Heart disease, Alzheimer’s disease, stroke, cancer, and influenza and pneumonia were the leading causes of death for centenarians in 2014, with heart disease having an outsize effect accounting for 34.6% of centenarian deaths [
2]. A study of participants in the Health and Retirement Survey participants, who reached the age of 100 in 2010, showed that only 23% reached that age with no chronic disease [
3]. The vast majority of centenarians are living with chronic conditions as they become the oldest of the old [
4,
5], and these conditions are likely to multiply over time. A study looking at people aged 70–115 years being treated in the VA for cancer found that 70% had hypertension, over 50% had hyperlipidemia, 40% had heart disease, 25% had diabetes, and 21% had osteoarthritis, with the oldest old having the greatest prevalence of comorbidities [
6]. An increase in the number of hospitalizations of centenarians in the U.S. has been observed between 2004 and 2008, and 96.9% of those admitted had mild or moderate comorbidities [
7]. Evidence indicates that centenarians are likely to be living with multiple chronic conditions, potentially complicated by frailty and changes to mental status, that if not adequately addressed in an ambulatory care setting could lead to preventable hospitalizations.

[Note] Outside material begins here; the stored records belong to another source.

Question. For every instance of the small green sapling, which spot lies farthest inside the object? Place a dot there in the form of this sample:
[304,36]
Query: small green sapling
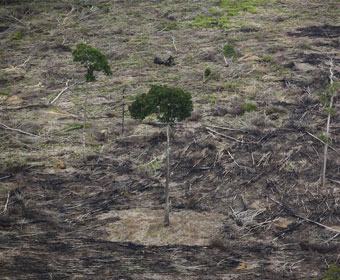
[170,105]
[93,60]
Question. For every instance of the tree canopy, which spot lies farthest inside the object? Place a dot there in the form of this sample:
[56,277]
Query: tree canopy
[92,59]
[169,104]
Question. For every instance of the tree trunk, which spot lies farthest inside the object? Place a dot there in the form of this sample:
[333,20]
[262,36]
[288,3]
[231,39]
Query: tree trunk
[166,190]
[123,113]
[324,166]
[84,122]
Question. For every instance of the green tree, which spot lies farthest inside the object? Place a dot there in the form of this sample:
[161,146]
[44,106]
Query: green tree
[93,60]
[170,105]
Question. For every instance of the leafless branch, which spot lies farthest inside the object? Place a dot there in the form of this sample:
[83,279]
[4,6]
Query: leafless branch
[173,42]
[317,138]
[18,130]
[223,135]
[6,204]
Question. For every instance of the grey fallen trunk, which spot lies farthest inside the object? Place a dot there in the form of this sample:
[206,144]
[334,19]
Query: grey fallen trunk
[84,122]
[166,189]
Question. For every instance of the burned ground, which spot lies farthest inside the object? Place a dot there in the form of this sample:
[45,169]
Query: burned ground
[250,156]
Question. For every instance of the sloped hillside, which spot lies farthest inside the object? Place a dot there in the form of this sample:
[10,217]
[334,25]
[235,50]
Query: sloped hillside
[246,196]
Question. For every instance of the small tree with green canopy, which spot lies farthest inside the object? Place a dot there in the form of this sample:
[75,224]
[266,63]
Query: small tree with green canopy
[93,60]
[170,105]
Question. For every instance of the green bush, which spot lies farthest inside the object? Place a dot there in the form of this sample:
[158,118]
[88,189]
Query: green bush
[169,104]
[17,36]
[249,107]
[333,273]
[92,59]
[228,50]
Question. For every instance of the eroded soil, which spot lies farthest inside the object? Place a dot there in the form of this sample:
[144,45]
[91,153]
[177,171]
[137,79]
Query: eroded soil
[257,173]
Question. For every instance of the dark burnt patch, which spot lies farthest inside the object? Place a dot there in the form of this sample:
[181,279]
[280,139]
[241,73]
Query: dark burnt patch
[324,31]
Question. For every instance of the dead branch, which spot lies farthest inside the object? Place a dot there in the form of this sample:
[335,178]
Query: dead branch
[317,138]
[6,204]
[224,128]
[29,106]
[173,42]
[18,130]
[223,135]
[324,166]
[306,219]
[63,91]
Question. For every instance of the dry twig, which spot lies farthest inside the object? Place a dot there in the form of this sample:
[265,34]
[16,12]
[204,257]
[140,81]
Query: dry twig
[18,130]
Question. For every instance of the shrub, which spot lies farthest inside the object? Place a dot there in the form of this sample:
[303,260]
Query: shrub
[333,273]
[249,107]
[228,50]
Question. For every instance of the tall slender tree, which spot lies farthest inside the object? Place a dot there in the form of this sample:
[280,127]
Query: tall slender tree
[93,60]
[170,105]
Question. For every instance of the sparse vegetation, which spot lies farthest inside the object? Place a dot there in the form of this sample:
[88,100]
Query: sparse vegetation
[170,105]
[93,60]
[249,107]
[245,166]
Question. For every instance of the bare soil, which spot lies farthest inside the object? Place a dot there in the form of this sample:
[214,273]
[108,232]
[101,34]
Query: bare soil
[246,196]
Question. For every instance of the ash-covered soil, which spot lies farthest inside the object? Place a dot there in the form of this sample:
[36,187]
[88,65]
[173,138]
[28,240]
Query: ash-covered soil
[256,171]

Preventable hospitalizations are defined as potentially avoidable admissions to the hospital for an acute condition or worsening chronic condition that can be managed in an ambulatory care setting and can be used as a proxy for access and quality of ambulatory care systems [
8]. These preventable hospitalizations are defined according to the Agency for Healthcare Research and Quality (AHRQ) and include diabetes, perforated appendix, chronic obstructive pulmonary disease (COPD) and asthma, hypertension, heart failure, dehydration, bacterial pneumonia, urinary tract infections, angina without procedure, and lower extremity amputations among patients with diabetes. Interestingly, a study using a subsample of Medicare claims data found that per capita spending for Medicare recipients in 2011 peaked at the age of 96 and then declined for beneficiaries 97 and above. This was also reflected in inpatient hospitalization costs to Medicare where individuals 95 and older cost less than the 75–94 age groups [
9]. This may indicate the costs for preventable hospitalizations may actually be lower among centenarians compared to a 65–99 aged group. However, any costs associated with preventable hospitalizations among the centenarian group reflects an unused cost saving for the healthcare system, as this group is insured primarily through Medicare-federal old age insurance- and Medicaid-state and federally funded insurance for low-income populations.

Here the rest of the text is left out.